KMU 2.0 geht in entscheidende Phase
Kommunikations-Plattform mit Leben füllen
KMU 2.O - der Begriff steht für ein Forschungsprojekt, bei dem das WirtschaftsForum Neuwied (WiFo) neue Formen des Austauschs und der Kommunikation auf der Basis von Web2.0-Konzepten auslotet. Nach umfassenden Vorarbeiten konnte nun ein wichtiger Schritt getan und der Prototyp der neuen Internet-Plattform präsentiert werden.

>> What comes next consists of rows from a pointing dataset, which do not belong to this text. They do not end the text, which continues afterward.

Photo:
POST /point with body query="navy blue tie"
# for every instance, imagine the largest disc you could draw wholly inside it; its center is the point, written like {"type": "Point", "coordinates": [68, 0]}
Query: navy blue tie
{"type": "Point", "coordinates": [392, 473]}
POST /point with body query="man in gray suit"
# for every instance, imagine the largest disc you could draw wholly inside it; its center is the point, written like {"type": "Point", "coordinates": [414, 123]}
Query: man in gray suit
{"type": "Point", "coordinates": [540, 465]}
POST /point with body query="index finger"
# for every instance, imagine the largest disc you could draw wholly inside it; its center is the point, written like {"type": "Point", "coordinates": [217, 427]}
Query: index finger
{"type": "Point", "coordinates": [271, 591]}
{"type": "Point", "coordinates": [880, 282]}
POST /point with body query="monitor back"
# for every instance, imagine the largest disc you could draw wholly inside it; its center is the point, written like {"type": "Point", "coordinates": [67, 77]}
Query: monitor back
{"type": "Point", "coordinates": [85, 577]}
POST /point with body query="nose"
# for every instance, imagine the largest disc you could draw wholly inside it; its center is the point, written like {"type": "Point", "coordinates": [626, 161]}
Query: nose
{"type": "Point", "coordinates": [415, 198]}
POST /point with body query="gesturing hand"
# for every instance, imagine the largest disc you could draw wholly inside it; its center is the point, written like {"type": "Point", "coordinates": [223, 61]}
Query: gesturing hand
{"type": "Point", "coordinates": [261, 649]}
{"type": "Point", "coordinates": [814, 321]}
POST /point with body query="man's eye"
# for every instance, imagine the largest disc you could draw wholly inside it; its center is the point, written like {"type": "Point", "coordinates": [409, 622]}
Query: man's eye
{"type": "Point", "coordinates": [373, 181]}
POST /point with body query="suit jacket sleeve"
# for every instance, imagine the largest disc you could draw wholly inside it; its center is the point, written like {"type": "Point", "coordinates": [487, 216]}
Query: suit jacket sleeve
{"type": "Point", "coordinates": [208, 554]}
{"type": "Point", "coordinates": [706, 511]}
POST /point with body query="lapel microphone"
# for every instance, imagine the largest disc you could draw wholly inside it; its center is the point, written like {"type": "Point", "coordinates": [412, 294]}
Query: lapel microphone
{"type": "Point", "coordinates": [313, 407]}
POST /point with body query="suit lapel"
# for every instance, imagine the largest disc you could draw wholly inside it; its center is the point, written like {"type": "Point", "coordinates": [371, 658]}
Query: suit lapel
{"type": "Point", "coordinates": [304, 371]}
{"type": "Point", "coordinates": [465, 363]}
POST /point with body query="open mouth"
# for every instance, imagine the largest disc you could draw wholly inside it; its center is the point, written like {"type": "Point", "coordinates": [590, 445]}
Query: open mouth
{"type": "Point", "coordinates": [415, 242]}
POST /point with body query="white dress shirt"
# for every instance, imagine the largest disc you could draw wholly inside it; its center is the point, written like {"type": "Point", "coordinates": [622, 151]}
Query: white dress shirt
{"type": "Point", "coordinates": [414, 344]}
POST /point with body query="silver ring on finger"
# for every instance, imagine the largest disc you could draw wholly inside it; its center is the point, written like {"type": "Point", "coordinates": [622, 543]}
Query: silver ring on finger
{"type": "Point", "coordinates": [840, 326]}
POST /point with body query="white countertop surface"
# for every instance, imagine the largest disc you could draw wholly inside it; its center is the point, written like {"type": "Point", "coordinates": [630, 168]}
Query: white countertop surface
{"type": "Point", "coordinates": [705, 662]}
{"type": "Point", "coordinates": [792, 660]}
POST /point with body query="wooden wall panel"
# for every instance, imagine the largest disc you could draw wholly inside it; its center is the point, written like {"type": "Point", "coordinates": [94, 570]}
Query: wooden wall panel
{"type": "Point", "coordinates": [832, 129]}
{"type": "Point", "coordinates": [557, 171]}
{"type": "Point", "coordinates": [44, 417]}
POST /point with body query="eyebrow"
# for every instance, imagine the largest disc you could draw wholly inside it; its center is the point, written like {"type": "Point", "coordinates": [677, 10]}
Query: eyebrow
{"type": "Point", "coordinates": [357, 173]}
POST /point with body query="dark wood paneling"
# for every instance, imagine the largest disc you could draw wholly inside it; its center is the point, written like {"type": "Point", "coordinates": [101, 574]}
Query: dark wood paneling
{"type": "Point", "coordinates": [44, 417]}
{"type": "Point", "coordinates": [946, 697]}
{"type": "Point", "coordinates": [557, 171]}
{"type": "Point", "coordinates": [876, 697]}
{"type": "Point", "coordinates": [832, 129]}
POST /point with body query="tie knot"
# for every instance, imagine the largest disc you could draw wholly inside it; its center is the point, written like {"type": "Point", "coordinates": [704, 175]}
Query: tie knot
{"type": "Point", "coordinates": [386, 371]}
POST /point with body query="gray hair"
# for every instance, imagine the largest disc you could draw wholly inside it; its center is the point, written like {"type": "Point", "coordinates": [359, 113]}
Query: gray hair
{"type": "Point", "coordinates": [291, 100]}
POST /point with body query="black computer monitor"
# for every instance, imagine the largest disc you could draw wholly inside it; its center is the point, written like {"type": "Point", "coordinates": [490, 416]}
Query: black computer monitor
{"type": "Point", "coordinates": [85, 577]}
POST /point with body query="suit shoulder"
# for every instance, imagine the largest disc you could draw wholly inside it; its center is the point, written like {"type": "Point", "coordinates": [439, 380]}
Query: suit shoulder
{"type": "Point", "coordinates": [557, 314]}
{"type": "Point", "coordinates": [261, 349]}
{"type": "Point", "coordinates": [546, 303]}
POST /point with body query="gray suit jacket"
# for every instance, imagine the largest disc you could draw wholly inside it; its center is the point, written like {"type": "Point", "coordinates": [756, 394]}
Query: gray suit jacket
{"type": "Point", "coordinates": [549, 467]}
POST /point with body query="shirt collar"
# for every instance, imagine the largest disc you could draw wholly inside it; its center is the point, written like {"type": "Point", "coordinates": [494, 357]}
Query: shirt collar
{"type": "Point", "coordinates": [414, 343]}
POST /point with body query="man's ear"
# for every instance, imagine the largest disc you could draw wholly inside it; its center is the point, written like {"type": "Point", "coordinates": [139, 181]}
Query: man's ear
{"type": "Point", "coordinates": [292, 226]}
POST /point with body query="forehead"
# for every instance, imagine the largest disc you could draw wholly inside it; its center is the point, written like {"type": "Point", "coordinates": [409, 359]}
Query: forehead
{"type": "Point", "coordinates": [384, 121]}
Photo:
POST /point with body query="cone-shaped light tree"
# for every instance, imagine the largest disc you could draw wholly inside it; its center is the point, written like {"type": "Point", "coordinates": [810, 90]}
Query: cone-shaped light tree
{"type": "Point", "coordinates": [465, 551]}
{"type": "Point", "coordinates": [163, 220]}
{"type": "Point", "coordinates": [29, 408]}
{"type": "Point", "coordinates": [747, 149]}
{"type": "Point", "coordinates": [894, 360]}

Damit startet das Projekt, das unter Federführung von drei Hochschulen (Uni Koblenz-Landau, Uni Hamburg, RheinAhrCampus Remagen) läuft, in eine entscheidende Phase: Die Plattform muss mit Leben gefüllt werden.
Wie man sich darauf bewegt, wie man sich vernetzt, wie man kommuniziert und Infos austauscht, aber auch wie man sich vor unbefugtem Zugriff schützen kann - dies und mehr waren Themen eines Workshops, zu dem sich die als Value-Partner unmittelbar an dem Projekt beteiligten Mitgliedsbetriebe des WirtschaftsForums in den Räumen der BKF-Schule trafen.
Nach der Begrüßung durch Nadine Lindermann (Uni Koblenz-Landau) gab Kai Ludwig von der Firma Grothe IT Service, die in Kooperation mit den Hochschulen maßgeblich am Aufbau der Plattform beteiligt war, einen Überblick über Möglichkeiten und Funktionen. Anschließend konnten die Firmenvertreter erste Erfahrungen sammeln.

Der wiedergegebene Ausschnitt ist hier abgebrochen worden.